Generalized $θ$-Parametric Metric Spaces: Fixed Point Theorems and Applications to Fractional Economic Models
Abhishikta Das, Hemanta Kalita, Mohammad Sajid, T. Bag
TL;DR
The paper develops generalized $\theta$-parametric metric spaces by combining a $\mathcal{B}$-action with a Suzuki-type contraction framework, unifying $\theta$-metric and parametric distance notions. It establishes convergence and topological structure, and proves a Suzuki-type fixed point theorem with Suzuki-Banach and Suzuki-Kannan corollaries, supported by illustrative examples. The framework is then applied to Caputo fractional differential equations modeling economic growth, yielding existence and uniqueness results in a function space setting.

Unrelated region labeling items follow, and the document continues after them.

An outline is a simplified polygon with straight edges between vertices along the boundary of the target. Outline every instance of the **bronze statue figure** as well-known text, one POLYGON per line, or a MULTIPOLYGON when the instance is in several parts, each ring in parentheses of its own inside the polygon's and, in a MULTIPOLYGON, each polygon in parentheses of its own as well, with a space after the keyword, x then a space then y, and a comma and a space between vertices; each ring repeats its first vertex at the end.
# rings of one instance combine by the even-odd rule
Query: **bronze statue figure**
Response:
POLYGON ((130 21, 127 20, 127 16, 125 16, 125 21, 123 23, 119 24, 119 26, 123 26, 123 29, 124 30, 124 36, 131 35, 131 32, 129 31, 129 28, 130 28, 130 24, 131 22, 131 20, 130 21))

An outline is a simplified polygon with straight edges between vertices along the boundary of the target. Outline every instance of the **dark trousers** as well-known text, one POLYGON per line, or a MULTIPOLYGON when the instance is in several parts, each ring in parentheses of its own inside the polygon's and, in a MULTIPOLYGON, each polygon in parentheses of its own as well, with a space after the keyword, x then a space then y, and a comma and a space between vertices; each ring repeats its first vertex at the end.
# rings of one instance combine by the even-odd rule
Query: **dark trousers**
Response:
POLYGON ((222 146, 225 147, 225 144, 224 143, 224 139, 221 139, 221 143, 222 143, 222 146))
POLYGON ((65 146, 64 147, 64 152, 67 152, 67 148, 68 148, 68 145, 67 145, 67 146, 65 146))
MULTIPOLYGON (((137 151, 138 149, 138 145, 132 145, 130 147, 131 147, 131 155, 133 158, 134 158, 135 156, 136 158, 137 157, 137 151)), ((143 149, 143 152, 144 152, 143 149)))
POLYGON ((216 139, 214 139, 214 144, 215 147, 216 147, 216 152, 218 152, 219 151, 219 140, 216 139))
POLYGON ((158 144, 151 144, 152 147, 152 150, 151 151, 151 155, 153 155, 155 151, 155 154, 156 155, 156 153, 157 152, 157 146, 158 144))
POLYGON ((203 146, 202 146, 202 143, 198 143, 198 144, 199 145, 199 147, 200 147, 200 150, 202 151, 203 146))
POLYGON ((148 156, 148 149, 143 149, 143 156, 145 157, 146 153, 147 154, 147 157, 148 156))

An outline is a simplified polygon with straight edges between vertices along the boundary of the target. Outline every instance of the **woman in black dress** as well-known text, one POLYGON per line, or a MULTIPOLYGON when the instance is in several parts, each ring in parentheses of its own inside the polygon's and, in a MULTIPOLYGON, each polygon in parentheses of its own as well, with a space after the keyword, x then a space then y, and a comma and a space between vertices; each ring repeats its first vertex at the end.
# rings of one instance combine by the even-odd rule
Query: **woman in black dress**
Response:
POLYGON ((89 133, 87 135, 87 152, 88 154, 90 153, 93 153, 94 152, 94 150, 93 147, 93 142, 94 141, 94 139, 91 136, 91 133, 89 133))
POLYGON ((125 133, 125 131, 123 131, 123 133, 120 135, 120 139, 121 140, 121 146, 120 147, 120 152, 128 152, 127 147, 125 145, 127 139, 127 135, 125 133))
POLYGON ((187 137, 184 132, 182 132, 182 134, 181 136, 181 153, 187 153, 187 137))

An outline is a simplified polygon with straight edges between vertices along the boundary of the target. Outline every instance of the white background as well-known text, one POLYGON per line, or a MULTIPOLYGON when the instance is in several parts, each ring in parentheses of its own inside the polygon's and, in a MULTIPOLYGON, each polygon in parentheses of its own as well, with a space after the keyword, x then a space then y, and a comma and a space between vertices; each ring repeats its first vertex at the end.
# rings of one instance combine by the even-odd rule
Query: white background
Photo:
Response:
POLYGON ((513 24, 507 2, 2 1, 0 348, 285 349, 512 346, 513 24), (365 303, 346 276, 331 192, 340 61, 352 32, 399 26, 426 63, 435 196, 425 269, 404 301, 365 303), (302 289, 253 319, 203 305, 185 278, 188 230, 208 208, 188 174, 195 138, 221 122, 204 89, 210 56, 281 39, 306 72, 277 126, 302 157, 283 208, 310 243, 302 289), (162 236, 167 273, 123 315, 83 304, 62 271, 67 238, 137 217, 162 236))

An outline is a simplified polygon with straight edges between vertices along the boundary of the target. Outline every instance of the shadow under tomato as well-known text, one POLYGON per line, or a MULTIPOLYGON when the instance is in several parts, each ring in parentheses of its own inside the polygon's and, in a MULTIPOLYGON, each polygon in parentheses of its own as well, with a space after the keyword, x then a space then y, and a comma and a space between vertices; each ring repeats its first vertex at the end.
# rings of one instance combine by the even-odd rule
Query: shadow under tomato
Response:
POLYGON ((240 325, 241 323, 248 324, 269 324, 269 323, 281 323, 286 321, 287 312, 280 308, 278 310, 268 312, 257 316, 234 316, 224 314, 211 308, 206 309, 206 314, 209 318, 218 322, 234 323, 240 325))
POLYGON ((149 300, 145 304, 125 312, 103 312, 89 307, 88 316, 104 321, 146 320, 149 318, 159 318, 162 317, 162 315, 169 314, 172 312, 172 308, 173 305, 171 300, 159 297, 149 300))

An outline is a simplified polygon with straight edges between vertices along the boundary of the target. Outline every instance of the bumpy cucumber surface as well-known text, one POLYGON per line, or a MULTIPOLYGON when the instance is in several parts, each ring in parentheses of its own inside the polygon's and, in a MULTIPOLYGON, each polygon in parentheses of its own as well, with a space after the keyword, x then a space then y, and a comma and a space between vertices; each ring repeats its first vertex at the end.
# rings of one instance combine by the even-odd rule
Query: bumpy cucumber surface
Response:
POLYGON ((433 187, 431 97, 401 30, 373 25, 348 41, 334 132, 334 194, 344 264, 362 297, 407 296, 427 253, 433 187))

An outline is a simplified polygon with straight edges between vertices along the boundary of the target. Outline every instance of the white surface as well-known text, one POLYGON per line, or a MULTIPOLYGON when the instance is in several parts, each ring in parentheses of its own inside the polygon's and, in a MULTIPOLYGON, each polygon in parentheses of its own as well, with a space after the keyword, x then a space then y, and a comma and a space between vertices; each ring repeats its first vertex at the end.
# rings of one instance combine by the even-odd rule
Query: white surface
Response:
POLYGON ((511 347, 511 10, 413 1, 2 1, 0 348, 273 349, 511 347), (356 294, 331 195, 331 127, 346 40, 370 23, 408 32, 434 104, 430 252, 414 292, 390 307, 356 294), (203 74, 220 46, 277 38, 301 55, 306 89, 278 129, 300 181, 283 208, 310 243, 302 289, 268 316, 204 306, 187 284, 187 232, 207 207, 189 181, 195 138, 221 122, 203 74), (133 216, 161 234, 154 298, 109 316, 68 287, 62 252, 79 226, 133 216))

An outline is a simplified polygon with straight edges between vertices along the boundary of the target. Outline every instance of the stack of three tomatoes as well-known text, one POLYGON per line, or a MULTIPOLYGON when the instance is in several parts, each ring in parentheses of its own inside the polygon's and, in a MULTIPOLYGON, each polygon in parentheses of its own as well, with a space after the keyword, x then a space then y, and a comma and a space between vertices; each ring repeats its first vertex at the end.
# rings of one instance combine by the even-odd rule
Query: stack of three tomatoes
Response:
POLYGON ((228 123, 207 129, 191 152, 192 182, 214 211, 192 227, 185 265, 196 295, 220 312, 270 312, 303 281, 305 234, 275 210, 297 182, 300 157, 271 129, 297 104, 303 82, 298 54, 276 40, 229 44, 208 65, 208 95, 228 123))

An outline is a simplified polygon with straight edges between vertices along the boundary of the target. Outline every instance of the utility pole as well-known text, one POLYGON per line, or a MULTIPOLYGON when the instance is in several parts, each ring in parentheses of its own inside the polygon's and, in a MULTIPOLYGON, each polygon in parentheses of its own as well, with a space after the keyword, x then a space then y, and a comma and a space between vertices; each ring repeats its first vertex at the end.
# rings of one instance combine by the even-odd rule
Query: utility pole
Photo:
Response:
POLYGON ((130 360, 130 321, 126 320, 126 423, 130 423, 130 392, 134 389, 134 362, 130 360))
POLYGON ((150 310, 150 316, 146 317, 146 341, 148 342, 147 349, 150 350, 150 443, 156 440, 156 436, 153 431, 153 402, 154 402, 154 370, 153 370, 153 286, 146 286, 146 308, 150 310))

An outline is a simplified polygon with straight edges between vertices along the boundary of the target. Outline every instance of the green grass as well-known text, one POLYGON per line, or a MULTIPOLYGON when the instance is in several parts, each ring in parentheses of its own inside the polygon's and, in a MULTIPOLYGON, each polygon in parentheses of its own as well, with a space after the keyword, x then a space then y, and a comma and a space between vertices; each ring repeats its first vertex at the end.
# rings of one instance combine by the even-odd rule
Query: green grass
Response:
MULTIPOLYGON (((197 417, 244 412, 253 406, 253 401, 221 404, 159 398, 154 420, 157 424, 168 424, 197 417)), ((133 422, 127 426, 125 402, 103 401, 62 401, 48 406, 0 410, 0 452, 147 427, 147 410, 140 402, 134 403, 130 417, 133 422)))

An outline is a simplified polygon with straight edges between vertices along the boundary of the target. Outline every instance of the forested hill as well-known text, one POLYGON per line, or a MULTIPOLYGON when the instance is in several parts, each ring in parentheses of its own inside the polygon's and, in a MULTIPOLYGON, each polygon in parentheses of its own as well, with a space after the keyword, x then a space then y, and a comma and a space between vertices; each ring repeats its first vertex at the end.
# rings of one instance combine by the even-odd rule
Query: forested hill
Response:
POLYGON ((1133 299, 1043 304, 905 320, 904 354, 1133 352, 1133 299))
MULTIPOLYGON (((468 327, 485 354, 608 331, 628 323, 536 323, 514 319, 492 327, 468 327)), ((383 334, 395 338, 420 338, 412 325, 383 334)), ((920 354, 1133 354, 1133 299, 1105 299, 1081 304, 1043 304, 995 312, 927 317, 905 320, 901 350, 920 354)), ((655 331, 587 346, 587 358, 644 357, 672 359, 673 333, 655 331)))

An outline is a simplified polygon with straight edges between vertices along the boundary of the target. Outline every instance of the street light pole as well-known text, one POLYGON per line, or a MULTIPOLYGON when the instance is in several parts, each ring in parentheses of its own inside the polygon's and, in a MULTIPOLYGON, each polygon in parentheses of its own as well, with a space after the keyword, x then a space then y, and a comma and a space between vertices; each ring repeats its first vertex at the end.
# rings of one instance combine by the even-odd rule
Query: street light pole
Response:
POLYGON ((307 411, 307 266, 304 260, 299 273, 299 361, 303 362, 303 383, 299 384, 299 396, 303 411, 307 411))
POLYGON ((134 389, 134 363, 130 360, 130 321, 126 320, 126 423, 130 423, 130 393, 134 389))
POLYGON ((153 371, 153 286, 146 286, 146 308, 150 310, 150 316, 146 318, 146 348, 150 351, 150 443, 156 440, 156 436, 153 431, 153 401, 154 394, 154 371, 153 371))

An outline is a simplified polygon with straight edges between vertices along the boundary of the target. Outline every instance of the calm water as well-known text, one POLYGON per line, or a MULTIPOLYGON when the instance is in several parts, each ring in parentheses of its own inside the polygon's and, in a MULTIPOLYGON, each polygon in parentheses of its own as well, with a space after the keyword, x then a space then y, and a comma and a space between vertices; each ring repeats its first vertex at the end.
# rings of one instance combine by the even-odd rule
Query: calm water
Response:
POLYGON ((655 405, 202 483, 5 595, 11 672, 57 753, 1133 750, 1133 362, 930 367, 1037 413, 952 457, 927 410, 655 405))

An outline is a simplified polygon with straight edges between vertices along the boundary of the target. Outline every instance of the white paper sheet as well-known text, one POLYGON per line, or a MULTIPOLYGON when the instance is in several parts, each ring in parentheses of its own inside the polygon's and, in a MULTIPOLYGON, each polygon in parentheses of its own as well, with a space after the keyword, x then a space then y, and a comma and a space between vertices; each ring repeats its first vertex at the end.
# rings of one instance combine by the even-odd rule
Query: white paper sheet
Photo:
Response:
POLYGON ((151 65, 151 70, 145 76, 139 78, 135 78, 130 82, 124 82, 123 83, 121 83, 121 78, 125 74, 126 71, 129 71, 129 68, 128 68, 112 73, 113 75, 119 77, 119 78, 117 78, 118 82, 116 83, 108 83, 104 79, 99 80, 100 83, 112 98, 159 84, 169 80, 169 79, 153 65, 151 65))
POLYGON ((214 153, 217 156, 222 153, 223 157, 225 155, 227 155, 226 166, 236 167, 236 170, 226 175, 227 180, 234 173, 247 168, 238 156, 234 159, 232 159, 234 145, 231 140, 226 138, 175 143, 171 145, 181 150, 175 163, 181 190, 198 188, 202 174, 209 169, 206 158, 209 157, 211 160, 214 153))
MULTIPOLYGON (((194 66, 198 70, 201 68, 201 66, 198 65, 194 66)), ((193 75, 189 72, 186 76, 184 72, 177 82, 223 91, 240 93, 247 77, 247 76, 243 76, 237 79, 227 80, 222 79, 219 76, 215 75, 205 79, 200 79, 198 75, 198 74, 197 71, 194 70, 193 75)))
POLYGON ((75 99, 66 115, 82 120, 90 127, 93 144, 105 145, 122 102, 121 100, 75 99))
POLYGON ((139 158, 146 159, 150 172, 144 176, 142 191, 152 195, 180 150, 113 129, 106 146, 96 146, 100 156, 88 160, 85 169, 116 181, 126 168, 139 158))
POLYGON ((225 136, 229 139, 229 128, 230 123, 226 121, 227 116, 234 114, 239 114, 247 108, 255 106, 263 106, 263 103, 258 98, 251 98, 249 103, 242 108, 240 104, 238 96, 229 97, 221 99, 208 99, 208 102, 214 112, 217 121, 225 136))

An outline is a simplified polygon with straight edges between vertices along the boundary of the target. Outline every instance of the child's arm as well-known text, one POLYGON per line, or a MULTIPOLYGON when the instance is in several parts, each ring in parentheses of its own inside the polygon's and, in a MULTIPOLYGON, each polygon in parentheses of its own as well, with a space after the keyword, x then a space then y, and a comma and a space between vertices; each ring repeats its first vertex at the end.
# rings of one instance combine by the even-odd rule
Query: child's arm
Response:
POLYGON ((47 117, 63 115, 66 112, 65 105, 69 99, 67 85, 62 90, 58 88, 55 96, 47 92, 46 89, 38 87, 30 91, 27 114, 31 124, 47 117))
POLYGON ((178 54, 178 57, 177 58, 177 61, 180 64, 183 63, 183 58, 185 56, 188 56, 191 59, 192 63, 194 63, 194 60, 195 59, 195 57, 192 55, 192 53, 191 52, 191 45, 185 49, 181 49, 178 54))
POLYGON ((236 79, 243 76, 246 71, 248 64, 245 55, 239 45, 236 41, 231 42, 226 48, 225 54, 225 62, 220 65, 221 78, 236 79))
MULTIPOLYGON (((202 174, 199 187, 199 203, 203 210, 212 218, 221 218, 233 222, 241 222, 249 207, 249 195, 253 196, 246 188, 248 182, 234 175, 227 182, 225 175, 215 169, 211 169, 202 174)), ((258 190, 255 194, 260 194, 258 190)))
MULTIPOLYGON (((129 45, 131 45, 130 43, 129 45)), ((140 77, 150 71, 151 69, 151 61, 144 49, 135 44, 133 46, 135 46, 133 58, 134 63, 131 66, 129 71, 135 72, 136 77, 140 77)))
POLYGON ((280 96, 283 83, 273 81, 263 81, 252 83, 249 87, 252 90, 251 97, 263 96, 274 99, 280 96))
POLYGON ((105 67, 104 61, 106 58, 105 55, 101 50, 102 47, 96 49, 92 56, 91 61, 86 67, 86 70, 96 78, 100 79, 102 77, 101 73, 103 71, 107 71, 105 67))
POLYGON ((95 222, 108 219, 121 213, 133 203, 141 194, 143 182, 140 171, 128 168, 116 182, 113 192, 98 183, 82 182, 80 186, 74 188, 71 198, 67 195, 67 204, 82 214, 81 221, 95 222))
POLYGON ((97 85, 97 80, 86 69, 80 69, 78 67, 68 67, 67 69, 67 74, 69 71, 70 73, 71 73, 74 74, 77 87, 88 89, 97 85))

This work links abstract generalized metric theory to memory-influenced economic dynamics and fractional calculus applications.
Abstract
The objective of this manuscript is to introduce and develop the concept of a generalized $θ$-parametric metric space-a novel extension that enriches the modern metric fixed point theory. We study of its fundamental properties, including convergence and Cauchy sequences that establishes a solid theoretical foundation. A significant highlight of our work is the formulation of Suzuki-type fixed point theorem within this framework which extends classical results in a meaningful way. To demonstrate the depth and applicability of our findings, we construct non-trivial examples that illustrate the behavior of key concepts. Moreover, as a practical application, we apply our main theorem to analyze an economic growth model, demonstrating its utility in solving fractional differential equations that arise in dynamic economic systems.